Reliability evaluation method and system for the ventilation door cylinder based on Bayes Monte Carlo simulation.

Abstract

The automatic ventilation door in mining operations is a crucial component for ensuring production safety and maintaining ventilation system stability. However, the primary power element of this equipment-the cylinder-often lacks effective monitoring, which can compromise operational reliability. To address this gap, this study proposes a Weibull life prediction method, integrating Bayesian inference and Monte Carlo simulation, aiming at anticipating changes in cylinder reliability. This proactive approach supports timely maintenance to prevent. Given the unknown shape and scale parameters of the Weibull distribution, Bayesian methodology is applied, alongside accelerated life testing principles, to analyze the life characteristics of cylinder. By deriving the posterior distribution function of Weibull parameters, Monte Carlo simulation is employed to estimate these parameters across various operational conditions.

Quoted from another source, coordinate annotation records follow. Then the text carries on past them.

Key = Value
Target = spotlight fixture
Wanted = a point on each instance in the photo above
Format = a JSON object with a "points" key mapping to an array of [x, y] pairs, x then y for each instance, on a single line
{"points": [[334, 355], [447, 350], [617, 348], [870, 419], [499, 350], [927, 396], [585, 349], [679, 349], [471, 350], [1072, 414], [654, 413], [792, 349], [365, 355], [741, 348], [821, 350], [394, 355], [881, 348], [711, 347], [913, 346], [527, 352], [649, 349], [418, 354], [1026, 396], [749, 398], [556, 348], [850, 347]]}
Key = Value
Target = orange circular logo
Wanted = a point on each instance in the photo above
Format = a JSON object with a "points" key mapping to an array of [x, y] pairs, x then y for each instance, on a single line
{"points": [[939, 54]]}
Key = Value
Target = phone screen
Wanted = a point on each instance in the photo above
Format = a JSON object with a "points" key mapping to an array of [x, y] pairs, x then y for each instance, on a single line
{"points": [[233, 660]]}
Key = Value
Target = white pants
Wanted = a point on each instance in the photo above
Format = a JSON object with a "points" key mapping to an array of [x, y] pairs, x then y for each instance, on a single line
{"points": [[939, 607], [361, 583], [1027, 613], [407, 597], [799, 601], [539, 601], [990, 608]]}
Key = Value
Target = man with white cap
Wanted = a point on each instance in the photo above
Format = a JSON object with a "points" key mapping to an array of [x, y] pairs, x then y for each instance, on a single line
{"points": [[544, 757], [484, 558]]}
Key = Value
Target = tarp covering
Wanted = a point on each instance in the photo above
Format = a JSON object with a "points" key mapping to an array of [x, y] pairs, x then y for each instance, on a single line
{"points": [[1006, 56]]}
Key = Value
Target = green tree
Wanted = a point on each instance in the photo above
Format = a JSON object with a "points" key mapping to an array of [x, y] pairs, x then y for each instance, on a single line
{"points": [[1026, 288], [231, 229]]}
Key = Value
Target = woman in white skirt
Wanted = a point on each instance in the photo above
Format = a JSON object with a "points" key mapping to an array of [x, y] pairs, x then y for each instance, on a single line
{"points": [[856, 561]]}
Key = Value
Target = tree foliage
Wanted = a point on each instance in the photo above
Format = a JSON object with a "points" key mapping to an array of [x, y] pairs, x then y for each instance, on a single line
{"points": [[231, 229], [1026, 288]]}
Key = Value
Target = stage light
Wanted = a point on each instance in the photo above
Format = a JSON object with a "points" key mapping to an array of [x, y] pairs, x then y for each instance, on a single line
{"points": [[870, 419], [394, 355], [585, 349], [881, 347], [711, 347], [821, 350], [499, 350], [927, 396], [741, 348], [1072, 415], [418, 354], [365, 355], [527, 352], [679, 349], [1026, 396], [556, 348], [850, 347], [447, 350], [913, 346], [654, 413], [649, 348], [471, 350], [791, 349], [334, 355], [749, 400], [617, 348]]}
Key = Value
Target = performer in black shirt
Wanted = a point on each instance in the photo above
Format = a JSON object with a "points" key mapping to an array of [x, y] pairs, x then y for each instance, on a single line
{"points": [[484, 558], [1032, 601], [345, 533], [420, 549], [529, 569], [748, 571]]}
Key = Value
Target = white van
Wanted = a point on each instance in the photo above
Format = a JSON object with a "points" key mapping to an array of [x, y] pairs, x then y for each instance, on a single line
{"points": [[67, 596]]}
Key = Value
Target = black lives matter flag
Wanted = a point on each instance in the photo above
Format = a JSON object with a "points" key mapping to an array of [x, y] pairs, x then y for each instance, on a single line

This method reveals how life characteristics relate to environmental factors such as temperature. Following the constant-failure-mechanism assumption used in accelerated life testing, the characteristic parameters of cylinder characteristic parameters under standard operating conditions are predicted. Results show that this method is effective for life prediction using truncated small-sample data, overcoming the limitations of conventional approaches. Its applicability is proven in the life assessment of automatic ventilation doors, offering a robust tool for reliability. A reliability evaluation system for mine emergency control equipment is developed. This system provides real-time assessments and visualizations of equipment reliability, enhancing maintenance and management practices essential for mining operations.